The semantics are definitely clear.

>> The problem with it for me is that if we turn
>>
>>     `(,a ,@b)
>>
>> into
>>
>>     (append `(,a) b)
>
> List-final ,@ is too special, IMHO, to be turned into an (append)
> pattern at all.

So you want some ,@ to be turned into `append` and some not?
That's exactly what I don't want, since it makes the performance
unpredictable unless you know the details of the optimization.

>> the pcase match will take a lot more time than the equivalent
>>     `(,a . ,b)
>> Of course, you can try and handle these "easy" cases more efficiently,
>> but then your ,@ will sometimes be very cheap and sometimes very
>> expensive (depending on when an optimization can be applied), which
>> I think is a misfeature (it's for this same reason that I dislike CL
>> keyword arguments for functions).
> I think it's an implementation detail.

I don't want implementation details to choose between O(N) and O(1).
This is the kind of "detail" that should be chosen by the author.

> Some reasoning about the minimum and maximum length of sequences
> matched by pcase patterns could help ordinary pcases, too, though:

Potentially, of course.  There are many options when it comes to the
actual code generated by `pcase`.

> (pcase '(a b c d)
>   (`(,a ,b ,c ,d) (list a b c d)))
>
> could call (pcase--check-length EXPVAL 4 4) rather than calling consp
> four times, potentially descending into expensive predicates that are
> unnecessary.

But that presumes a C implementation of `pcase--check-length` since
(< (length X) 4) can be a very bad idea when X is a long list.

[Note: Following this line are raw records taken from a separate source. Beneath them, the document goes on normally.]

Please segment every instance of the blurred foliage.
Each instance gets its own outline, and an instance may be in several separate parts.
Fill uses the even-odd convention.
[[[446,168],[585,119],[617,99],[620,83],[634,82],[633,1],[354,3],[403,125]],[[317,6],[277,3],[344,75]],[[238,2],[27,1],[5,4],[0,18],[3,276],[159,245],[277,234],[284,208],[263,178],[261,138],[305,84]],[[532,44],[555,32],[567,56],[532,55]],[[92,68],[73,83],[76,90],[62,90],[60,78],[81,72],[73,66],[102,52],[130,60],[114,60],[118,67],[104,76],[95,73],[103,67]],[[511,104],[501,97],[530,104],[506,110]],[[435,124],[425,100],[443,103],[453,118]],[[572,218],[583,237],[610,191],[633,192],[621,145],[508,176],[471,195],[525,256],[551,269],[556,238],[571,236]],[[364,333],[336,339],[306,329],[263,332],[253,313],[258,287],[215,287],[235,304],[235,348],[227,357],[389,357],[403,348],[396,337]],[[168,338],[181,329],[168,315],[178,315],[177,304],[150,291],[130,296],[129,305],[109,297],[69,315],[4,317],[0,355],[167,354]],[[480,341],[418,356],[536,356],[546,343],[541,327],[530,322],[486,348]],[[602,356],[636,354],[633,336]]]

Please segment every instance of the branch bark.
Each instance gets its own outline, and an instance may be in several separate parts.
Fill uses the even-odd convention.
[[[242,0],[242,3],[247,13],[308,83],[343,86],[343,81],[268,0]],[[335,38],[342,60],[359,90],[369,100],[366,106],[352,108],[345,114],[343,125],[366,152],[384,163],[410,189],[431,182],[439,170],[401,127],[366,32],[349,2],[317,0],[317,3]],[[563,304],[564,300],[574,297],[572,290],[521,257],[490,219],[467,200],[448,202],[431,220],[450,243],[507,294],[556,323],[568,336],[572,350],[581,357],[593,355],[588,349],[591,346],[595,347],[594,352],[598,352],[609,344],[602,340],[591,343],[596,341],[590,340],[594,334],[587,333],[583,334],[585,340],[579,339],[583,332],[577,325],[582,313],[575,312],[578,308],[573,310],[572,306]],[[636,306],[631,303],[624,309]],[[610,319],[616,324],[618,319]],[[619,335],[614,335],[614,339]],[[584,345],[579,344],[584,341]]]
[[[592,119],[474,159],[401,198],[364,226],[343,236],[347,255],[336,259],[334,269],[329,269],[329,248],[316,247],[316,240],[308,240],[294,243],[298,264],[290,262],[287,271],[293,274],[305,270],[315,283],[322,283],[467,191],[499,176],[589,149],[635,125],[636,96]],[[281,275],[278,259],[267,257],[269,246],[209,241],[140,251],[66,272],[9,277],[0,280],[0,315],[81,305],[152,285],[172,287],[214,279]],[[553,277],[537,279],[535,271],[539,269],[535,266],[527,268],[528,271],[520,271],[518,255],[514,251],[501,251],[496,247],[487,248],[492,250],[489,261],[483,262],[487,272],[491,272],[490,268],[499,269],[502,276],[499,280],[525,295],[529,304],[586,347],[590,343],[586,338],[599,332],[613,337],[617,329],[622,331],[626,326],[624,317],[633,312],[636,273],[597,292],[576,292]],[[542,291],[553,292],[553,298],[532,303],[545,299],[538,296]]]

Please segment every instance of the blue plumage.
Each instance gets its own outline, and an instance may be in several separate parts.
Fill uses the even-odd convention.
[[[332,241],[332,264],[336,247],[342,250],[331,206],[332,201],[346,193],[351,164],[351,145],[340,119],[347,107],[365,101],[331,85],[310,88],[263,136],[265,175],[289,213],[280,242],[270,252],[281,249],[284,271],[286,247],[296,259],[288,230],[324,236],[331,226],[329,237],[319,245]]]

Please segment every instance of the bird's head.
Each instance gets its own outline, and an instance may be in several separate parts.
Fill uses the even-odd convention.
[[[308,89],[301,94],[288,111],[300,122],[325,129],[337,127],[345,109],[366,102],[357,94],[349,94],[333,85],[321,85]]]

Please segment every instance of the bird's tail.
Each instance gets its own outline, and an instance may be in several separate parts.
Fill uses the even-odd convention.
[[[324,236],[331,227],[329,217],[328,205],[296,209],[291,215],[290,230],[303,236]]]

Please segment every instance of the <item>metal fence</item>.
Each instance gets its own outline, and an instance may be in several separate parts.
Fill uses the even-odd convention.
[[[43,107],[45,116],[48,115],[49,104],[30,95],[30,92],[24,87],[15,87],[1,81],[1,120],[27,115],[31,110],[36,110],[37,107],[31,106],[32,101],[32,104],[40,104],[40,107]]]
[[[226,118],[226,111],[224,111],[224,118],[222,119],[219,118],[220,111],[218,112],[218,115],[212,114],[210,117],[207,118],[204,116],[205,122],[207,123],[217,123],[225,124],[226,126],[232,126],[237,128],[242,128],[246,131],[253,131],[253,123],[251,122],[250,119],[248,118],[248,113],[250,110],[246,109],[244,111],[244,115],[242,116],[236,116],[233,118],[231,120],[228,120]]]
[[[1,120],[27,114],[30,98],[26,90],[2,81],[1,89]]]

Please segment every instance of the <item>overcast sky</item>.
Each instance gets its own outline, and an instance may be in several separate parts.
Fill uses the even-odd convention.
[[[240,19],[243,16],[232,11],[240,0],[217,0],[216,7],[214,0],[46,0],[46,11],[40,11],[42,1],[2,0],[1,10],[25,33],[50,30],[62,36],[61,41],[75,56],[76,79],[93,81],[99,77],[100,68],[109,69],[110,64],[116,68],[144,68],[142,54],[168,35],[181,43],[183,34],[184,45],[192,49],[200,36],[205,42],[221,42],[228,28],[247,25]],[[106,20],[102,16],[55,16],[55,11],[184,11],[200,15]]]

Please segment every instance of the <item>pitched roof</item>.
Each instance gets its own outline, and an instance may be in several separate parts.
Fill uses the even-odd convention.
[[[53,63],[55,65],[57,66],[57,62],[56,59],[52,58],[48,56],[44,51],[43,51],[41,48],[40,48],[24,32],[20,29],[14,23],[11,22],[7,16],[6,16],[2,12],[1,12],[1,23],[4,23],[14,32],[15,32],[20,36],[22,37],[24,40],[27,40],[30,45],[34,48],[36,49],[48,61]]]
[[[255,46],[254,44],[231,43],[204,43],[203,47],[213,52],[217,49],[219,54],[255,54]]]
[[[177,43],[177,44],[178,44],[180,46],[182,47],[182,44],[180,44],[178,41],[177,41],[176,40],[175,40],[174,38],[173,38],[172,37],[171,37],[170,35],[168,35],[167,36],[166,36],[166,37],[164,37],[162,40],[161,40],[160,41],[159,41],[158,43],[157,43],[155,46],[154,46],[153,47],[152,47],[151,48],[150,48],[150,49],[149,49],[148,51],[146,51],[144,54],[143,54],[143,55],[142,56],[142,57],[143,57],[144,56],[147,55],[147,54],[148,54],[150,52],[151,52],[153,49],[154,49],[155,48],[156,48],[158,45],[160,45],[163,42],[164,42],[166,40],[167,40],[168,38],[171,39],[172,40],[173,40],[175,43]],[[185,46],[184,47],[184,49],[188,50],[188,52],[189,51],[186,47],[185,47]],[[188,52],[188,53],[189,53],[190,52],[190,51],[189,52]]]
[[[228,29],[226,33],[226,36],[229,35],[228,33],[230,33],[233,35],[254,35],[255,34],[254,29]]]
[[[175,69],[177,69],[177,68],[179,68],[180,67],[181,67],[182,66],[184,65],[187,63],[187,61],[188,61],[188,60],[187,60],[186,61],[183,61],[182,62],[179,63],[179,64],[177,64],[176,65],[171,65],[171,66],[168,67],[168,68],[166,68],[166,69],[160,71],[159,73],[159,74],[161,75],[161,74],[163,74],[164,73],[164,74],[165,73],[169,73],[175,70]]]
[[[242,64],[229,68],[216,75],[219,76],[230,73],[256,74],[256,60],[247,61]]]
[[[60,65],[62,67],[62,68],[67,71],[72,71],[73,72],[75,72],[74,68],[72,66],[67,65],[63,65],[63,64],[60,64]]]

> It's strange to read quotes that yo

...?

> Again, I think that's a fundamental difference between us when it
> comes to the philosophy behind pcase.  If I understand you correctly,
> you deliberately want to limit pcase, moving away from the intuitive
> definition of it that I gave above, because there might be a situation
> in which people expect better performance than our limited
> implementation can give them. Is that correct?

[ The intuitive definition you gave doesn't work for most of the core
  patterns in `pcase` (e.g. `pred`, `app`, `let`, `guard`), so while
  it's fine as a guiding intuition, it can't be used to really define
  the intended semantics.  ]

No, the problem is not really one of performance, but rather one of
defining which variables are in scope within a branch such that a given
branch always has the same set of bindings within its scope, no matter
how the pattern was matched, which I think gives it a cleaner and
simpler semantics.

[ It is also linked to a potential problem of code size explosion,
  admittedly.  ]

> I think that's a weak reason for a strong limitation, but of course
> those are subjective questions.

I don't see what strong limitation you're referring to.  Having `name`
get the value of a surrounding `name` instead of nil seems like a very
minor issue and definitely not a "strong limitation".

> For example, I don't expect (pcase 9 ((* x x) x)) to work,

With an appropriate (pcase-defmacro * ...) you could definitely make it
work.  Not sure how useful it would be, but I'd have no problem with it:
just like `append` it doesn't impact the rest of `pcase` (and I presume
that it would come with a "predictably costly" complexity).